Die Menschen werden langsam kriegsmüde

RUSSLAND Nur noch fünf Prozent der Bevölkerung befürworten eine militärische Intervention beim Nachbarn. Aber die gibt es laut offizieller Lesart ja ohnehin nicht. Präsident Wladimir Putin menschelt und fordert einen Korridor für ukrainische Soldaten

MOSKAU taz | Um 1.10 Uhr in der Früh wandte sich Präsident Wladimir Putin auf der Website des Kreml mit einem Aufruf an die Separatisten in Donezk: „Ich rufe die Aufständischen auf, für die eingeschlossenen ukrainischen Soldaten einen humanitären Korridor zu öffnen, um sinnloses Sterben zu verhindern.“ Die Soldaten waren vor einer Woche in der Nähe von Ilowaisk von prorussischen Kräften umzingelt und vom Hinterland abgeschnitten worden.

Die Antwort der „Rebellen“ folgte umgehend: Die Ukrainer werde man nur dann ziehen lassen, wenn sie die Waffen vorher niederlegten. Kurzum: Der Oberkommandierende Putin tut alles, was in seiner Macht steht. Folgen die Aufständischen dennoch nicht seinem Appell, so bestätigt sich aus Moskaus Sicht sein monatelanges Mantra: Russland ist keine Krieg führende Partei.

Unterdessen hat der kriegerische Enthusiasmus der russischen Bevölkerung etwas nachgelassen. Nur fünf Prozent befürworten noch eine militärische Intervention beim Nachbarn, ermittelte das Moskauer Institut FOM. Auch die Unterstützung für ein gewaltsames Vorgehen hat im Vergleich zu den Vormonaten um ein Drittel abgenommen.
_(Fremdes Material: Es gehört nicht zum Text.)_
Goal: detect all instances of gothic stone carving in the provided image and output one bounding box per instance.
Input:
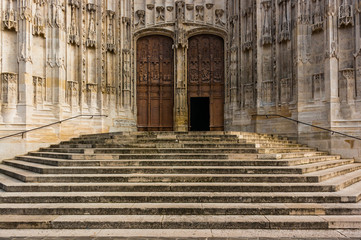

An der psychischen Verfasstheit der russischen Gesellschaft hat sich nichts geändert, noch verharrt sie im Zustand erhöhter Mobilisierung. Anzeichen leichter Ermüdungserscheinungen sind jedoch zu erkennen. So hatte die Ökonomin Jana Tarassowa noch im Frühjahr wenig an der russischen Ukrainepolitik auszusetzen. Inzwischen wünscht sich die 32-Jährige, dass der Konflikt beigelegt wird. Zu gewinnen gebe es nichts. Und wer ist schuld? „Die Politiker auf beiden Seiten“, sagt sie kategorisch.

Für die Bankangestellten Alexei und Nikolai, 25 und 27 Jahre alt, steht der Schuldige von vornherein fest. „Die Amerikaner.“ Die beiden jungen Leute verkörpern die Generation Putin. „Wieso Krieg?“, fragt der eine. „Den gibt es doch gar nicht.“ Russland solle sich in der Ukraine nicht einmischen. Wäre jedoch die Ukraine Teil Russlands, gäbe es die „40 Millionen ukrainischen Faschisten bald nicht mehr“.

Die Rentnerin Swetlana Alexandrowa leidet an dem Krieg mit dem Brudervolk. „Wir können nur verlieren“, sagt sie. Sie sieht nur eine Lösung: der Ukraine das Recht auf Selbstbestimmung zuzugestehen.